Another puzzler is the menu button goes back to the Splash screen but doesn’t pause like it does at reset or power up. It immediately goes on to the data screen.

#include <IRremote.h>
#include <Wire.h>
#include <LiquidCrystal_I2C.h>
LiquidCrystal_I2C lcd(0x27, 2, 1, 0, 4, 5, 6, 7, 3, POSITIVE); //Set LCD I2C address

int recv_pin=11;   //IR receive input pin
IRrecv irrecv(recv_pin);
decode_results results;
unsigned long lastcode;
int volup =0;
int voldn=0;
int chaup=0;
int chadn=0;
int right=0;
int left=0;

//**********************Void Setup*********************************
void setup() {
  irrecv.enableIRIn();  //Start the IR receiver
  lcd.begin(20, 4);
  splash();

}
//****************************************************************************
//                                Void Loop
//****************************************************************************
void loop() {

  //*********** Read button presses from remote ****************
  if(irrecv.decode(&results)){  
    if(results.value != 0xFFFFFFFF)
    {lastcode=results.value;}
 
  /*switch (lastcode) { //Adjust HLT or MLT setpoint based on menu value (Case select)
    case 0x2A71BFFD:  // Menu button, back to splash screen
      splash();
      break;
    case 0x636d99da:  //Right arrow
      right++;
      break;
    case 0xD20E2899:  //Left arrow
      left++;
      break;
    case 0x22d912bb:   // Volume up button
      volup++;
      break;
    case 0x776c6e7a:  // Volume down button
      voldn--;
      break;
  }
  irrecv.resume(); 
  } 
 */

  if(lastcode==0x22d912bb){   //5846514513  0x22d912bb
    volup++;
  }
  if(lastcode==0x776c6e7a){
    voldn++;
  }
  if(lastcode==0x636d99da){
    right++;
  }
  if(lastcode==0xD20E2899){
  left++;
}
  if(lastcode==0x2A71BFFD){
    splash();
  }
 irrecv.resume(); 
  } 

PrintData();  
}

//******************Below are Functions called from above******************************************

void PrintData(){ 
  // First Row
  lcd.setCursor(6, 0);
  lcd.print(volup);
  lcd.setCursor(17, 0);
  lcd.print(voldn);

  // Second Row
  lcd.setCursor(6, 1);
  lcd.print(chaup);
  lcd.setCursor(17, 1);
  lcd.print(chadn);

  // Third Row
  lcd.setCursor(6, 2);
  lcd.print(right);
  lcd.setCursor(17, 2);
  lcd.print(left);

  // Fourth Row
  lcd.setCursor(0,3);
  lcd.print(lastcode);
}

void Static(){
lcd.clear();
  lcd.home();
  // First Row
  lcd.setCursor(0, 0);
  lcd.print("Vol +");
  lcd.setCursor(10, 0);
  lcd.print("Vol -");

  // Second Row
  lcd.setCursor(0, 1);
  lcd.print("Cha +");
  lcd.setCursor(10, 1);
  lcd.print("Cha -");

  // Third Row
  lcd.setCursor(0, 2);
  lcd.print("Right");
  lcd.setCursor(10, 2);
  lcd.print("Left");
}

void splash(){
lcd.clear();
  lcd.home();
  lcd.setCursor(4, 0);
  lcd.print("WELCOME TO");
  lcd.setCursor(18, 0);
  lcd.write(3); //Upper left logo
  lcd.write(4); //Upper right logo
  lcd.setCursor(3, 1);
  lcd.print("Hickey Brewing");
  lcd.setCursor(18, 1);
  lcd.write(5); //Lower left logo
  lcd.write(6); //Lower right logo
  lcd.setCursor(3, 2);
  lcd.print("press any key");
  lcd.setCursor(0, 3);
  lcd.print("v2.2   to start");
 //This will pause program until a button is pressed, then continue with void loop.
  while (irrecv.decode(&results)==LOW) {
    delay(10);
  }
irrecv.resume();
    Static();
}

WildBill,
I am using the DallasTemperature Library. I read something on that this morning. Need to work on that too. I also realized I had the resolution of the probes set to the slowest setting which supposedly can take up to 750ms to read. I am reading two probes so assume that could be double that.

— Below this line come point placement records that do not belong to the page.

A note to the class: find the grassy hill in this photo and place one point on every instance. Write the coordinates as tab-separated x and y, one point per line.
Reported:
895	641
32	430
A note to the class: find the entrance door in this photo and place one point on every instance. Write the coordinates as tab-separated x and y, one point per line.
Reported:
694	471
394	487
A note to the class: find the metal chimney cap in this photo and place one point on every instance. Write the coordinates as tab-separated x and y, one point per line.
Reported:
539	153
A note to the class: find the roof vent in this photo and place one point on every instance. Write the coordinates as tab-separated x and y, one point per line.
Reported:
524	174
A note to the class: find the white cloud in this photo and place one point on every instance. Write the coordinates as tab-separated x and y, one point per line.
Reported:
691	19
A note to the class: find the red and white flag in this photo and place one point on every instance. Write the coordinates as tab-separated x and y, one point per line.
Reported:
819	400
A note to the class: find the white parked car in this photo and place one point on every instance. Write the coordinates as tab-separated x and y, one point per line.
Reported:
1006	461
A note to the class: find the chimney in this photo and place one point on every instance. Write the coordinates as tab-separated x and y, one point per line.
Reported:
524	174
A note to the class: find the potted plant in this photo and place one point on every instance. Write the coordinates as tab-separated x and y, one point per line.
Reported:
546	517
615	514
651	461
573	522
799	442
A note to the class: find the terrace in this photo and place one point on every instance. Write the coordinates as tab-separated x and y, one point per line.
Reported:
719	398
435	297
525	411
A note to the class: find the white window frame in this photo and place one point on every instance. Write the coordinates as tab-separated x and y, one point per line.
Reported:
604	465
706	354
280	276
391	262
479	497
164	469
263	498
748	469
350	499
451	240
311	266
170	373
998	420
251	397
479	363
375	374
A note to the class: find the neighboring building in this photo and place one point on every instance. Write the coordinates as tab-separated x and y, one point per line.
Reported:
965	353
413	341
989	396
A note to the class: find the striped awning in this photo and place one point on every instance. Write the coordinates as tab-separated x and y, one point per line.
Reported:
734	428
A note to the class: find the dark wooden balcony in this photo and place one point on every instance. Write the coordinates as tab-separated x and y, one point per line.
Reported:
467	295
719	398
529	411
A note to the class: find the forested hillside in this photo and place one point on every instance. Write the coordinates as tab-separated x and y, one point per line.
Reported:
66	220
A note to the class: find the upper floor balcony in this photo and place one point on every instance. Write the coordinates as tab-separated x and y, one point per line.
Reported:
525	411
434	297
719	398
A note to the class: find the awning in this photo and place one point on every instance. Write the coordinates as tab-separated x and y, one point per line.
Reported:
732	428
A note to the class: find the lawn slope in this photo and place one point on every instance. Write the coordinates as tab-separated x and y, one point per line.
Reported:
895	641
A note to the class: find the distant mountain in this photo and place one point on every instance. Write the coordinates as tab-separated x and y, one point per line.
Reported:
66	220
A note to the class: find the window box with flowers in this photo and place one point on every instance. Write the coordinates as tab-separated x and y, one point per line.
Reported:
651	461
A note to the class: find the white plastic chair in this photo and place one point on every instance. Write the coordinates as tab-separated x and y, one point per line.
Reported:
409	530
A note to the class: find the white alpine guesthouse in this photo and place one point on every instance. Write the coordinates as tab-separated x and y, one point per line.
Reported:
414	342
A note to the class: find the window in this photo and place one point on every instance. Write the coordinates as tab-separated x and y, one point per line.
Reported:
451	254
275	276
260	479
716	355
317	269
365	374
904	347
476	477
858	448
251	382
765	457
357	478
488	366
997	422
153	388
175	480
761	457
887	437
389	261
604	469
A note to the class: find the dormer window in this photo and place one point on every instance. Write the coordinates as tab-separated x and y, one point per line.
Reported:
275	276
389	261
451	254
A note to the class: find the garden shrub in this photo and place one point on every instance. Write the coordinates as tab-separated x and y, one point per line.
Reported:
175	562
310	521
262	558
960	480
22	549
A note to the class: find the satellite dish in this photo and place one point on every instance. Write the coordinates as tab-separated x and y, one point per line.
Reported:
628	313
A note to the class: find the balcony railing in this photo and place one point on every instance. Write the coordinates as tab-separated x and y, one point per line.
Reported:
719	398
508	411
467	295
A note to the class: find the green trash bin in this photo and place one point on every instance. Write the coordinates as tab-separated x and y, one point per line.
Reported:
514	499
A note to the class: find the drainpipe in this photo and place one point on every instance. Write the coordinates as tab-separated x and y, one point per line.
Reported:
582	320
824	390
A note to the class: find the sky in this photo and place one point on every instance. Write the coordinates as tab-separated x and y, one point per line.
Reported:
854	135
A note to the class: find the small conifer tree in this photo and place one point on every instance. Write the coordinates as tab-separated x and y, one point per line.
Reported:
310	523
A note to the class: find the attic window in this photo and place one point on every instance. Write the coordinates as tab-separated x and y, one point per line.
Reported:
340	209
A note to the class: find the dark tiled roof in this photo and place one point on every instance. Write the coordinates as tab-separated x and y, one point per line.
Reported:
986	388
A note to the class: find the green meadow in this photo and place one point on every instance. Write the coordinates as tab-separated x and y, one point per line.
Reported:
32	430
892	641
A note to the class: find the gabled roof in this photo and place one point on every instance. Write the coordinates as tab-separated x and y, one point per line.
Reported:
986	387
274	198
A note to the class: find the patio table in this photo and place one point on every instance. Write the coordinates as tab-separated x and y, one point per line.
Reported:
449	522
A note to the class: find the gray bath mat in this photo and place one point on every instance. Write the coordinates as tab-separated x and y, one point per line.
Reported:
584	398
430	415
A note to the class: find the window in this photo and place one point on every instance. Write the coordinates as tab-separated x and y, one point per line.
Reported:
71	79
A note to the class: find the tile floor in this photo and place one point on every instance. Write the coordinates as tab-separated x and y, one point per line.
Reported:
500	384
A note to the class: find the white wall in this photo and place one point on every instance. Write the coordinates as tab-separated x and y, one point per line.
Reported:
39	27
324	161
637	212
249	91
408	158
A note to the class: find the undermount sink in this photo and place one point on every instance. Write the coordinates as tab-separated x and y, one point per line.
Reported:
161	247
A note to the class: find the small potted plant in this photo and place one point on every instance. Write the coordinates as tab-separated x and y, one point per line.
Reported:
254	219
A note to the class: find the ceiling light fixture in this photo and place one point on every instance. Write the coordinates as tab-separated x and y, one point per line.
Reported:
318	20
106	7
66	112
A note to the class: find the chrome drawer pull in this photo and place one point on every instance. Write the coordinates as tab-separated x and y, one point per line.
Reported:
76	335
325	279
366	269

Found another problem with just reading the button presses which I posted a few minutes ago. I hate having to go back to the drawing board after getting so far along.

I don't see a single Serial.print() in your program to display values for debugging purposes or even to allow you to see which parts of the code are being reached.

And, if it does not affect the functionality of the program, it can be useful for debugging to temporarily put a big delay(500) in loop() so that you can see the values as they happen without them scrolling off the screen.